Desde meu tempo de eu menino que o vejo. Não sei quando ele
cresceu. Parece até que já nasceu gigante, que já nasceu frondoso, que já
nasceu pronto.
A rua onde ele fica, a avenida onde ele fica mostraram-lhe e
ainda lhe mostram que o tempo continua nos mudando. Que o estamos, inclusive,
abandonando, que o estamos trocando pelos prazeres modernos, pelo Facebook,
pelo Instagram, pelo Whatsapp. Que loucura a nossa. Que troca ridícula, trocar sombras
e frutos doces por objetos com baterias. Aliás, essas baterias podem
danificá-lo, comer suas raízes, cegá-lo.
Mais adiante, outra besteira: som alto demais, buzinas
escandalosas, motos e carros se entrecortando, fumaças saindo pelos bocas dos
veículos, homens matando outros homens com seus pneus, com suas máquinas, com
seus brinquedos de se exibir. Nossa, quanta confusão. E ele lá, ainda tendo que
suportar isso tudo.
Isso tudo não, ainda tem mais. Carros de propaganda,
caminhões estrangeiros, carga e descarga de produtos... cheiro de carne logo
ali! Um casal discutindo mais adiante, outro casal vai se beijar mais acolá
(Epa! Tem criança passando, desfaz o beijo!), tem um camelô logo por ali,
alguém deixou uma sacola aqui... e o cachorro... nossa, gente, o cachorro. Nem
vou dizer o que ele fez ao pé do meu amigo! O odor mudou.

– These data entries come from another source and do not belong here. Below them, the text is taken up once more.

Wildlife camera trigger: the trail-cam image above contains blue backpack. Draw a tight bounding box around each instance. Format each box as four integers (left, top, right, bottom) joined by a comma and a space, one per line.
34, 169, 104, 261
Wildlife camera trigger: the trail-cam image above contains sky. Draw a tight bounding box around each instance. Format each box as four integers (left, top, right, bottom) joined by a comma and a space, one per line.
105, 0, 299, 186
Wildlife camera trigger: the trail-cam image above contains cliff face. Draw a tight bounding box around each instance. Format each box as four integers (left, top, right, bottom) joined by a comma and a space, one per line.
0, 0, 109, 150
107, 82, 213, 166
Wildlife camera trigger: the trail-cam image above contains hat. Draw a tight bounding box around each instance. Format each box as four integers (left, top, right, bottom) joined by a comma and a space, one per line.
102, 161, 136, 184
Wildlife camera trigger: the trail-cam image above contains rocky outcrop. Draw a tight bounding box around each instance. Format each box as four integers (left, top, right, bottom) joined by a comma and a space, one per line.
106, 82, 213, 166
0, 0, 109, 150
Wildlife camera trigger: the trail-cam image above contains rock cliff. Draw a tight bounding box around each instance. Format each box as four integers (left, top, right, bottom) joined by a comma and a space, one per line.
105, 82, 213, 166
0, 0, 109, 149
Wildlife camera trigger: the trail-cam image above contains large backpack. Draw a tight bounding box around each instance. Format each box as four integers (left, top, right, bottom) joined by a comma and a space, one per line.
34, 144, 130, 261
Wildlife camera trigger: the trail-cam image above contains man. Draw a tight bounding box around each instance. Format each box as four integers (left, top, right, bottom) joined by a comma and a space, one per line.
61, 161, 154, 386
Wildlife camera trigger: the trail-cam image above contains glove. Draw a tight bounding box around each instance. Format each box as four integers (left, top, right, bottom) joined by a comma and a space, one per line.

E não para, agora é final de semana, há uma cachacinha
rodando num copo de mão em mão, uma música de Reginaldo Rossi. Passo e vejo um
casal dançando, volto e os vejo brigando, saio e já estão se amando de novo. Chove
e só um senhor sem nome, sem endereço, fica deitado. À noite, nossa! Beijos e
mais beijos. E ele finge que não vê, afinal, a mulher pode ser casada, é melhor
ele não falar. E dali saiu um menino, já faz nove meses. Bom, dele eu sei que
não é fruto. Ufa!
E vem chuva, sol, vento, a coleta do lixo (quanto lixo!) que
também leva a terra, terra com lixo: cigarro, garrafas vazias, folhas mortas,
amarelas; vem um banco, o banco quebra, vem uma caixa, a caixa quebra, e passa
a menina e passa o menino e é segunda-feira, e é terça-feira e ele... lá.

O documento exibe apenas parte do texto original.